美桜と新しいマンガ 2018/10/3(Wed)

 私は某社でマンガ編集者を務めている。

 他社の少年マンガが空前のブームを起こそうとしている現状に苦い思いをしていたところ、他部署の知り合いから連絡を受けた。

 久しぶりに食事でもどうか、と。

 行きつけの定食屋で日替わりを二つ注文してお茶を飲んだところで話を始めると、


「それで、なにか話があるんでしょう?」

「ええ。
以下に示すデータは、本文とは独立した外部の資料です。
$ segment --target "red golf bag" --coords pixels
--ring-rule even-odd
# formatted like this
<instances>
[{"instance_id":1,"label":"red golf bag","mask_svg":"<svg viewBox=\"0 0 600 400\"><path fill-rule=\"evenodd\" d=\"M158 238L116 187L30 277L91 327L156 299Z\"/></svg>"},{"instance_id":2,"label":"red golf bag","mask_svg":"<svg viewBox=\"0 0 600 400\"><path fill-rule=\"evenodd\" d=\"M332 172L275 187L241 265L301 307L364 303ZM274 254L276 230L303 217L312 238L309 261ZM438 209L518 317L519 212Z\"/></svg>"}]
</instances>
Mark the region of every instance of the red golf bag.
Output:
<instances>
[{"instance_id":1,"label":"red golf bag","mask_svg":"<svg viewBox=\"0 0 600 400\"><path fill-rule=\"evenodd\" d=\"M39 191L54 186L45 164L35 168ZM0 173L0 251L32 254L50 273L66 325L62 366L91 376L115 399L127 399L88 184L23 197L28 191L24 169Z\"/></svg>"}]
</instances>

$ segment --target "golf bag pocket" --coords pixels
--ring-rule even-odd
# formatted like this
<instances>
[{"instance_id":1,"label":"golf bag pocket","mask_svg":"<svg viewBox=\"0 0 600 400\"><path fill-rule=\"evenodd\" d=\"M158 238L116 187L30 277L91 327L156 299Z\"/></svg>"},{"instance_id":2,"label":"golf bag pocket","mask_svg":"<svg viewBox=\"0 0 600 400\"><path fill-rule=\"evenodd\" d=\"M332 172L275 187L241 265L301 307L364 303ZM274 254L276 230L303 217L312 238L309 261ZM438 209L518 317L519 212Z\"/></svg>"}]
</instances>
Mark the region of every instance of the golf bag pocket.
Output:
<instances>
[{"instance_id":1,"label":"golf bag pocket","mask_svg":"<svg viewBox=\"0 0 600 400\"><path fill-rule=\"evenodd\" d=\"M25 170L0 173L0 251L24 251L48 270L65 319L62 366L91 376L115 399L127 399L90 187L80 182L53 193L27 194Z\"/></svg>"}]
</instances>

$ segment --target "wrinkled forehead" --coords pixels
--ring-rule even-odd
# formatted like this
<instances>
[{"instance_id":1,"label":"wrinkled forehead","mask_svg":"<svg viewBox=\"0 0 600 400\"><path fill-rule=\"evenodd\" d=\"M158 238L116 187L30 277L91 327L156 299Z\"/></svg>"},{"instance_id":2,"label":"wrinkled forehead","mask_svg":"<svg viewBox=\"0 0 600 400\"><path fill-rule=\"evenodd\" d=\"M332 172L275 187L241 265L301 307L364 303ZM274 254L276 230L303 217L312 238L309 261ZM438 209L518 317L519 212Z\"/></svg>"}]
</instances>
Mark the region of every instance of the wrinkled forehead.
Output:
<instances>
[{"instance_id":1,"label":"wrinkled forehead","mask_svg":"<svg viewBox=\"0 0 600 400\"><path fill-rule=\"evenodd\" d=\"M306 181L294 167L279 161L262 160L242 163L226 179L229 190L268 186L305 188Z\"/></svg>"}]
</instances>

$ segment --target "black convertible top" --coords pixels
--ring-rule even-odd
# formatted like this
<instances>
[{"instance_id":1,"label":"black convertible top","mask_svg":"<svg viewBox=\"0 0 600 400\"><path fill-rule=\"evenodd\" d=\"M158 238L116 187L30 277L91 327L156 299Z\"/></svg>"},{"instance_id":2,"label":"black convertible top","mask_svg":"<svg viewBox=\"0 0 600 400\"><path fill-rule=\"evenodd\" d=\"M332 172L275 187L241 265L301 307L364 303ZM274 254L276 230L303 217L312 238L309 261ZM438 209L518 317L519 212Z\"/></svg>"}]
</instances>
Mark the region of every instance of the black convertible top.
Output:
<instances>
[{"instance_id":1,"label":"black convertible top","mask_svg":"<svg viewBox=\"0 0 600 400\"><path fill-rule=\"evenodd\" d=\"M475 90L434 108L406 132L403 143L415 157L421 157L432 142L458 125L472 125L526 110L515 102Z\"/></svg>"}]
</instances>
マンガの企画を持ち込ませてもらえないかと思って」

「あなたがマンガの企画を?」


 私は相手の話に少しむっとした。


「うちが苦しんでるのは主にあなたのせいなんだけど?」

「仕方ないじゃない。私だって後悔してるのよ」

「はあ……。モデルとしてのmioの人気もうちで独占できてないし、ほんとあそこの会社調子乗りすぎじゃない?」

「そこで企画なのよ。mio原案のマンガをうちでもやらない?」

「できるの?」


 もともとmioを引っ張ってきたのは彼女だ。

 知り合いのモデル(元読モ)からの知り合いだったらしいが、娘さんの友達でもあるらしくプライベートでも交流がある。


「美桜ちゃんから送られてきた企画書よ」


 にやりと笑った彼女はタブレット端末に表示したデータを見せてくる。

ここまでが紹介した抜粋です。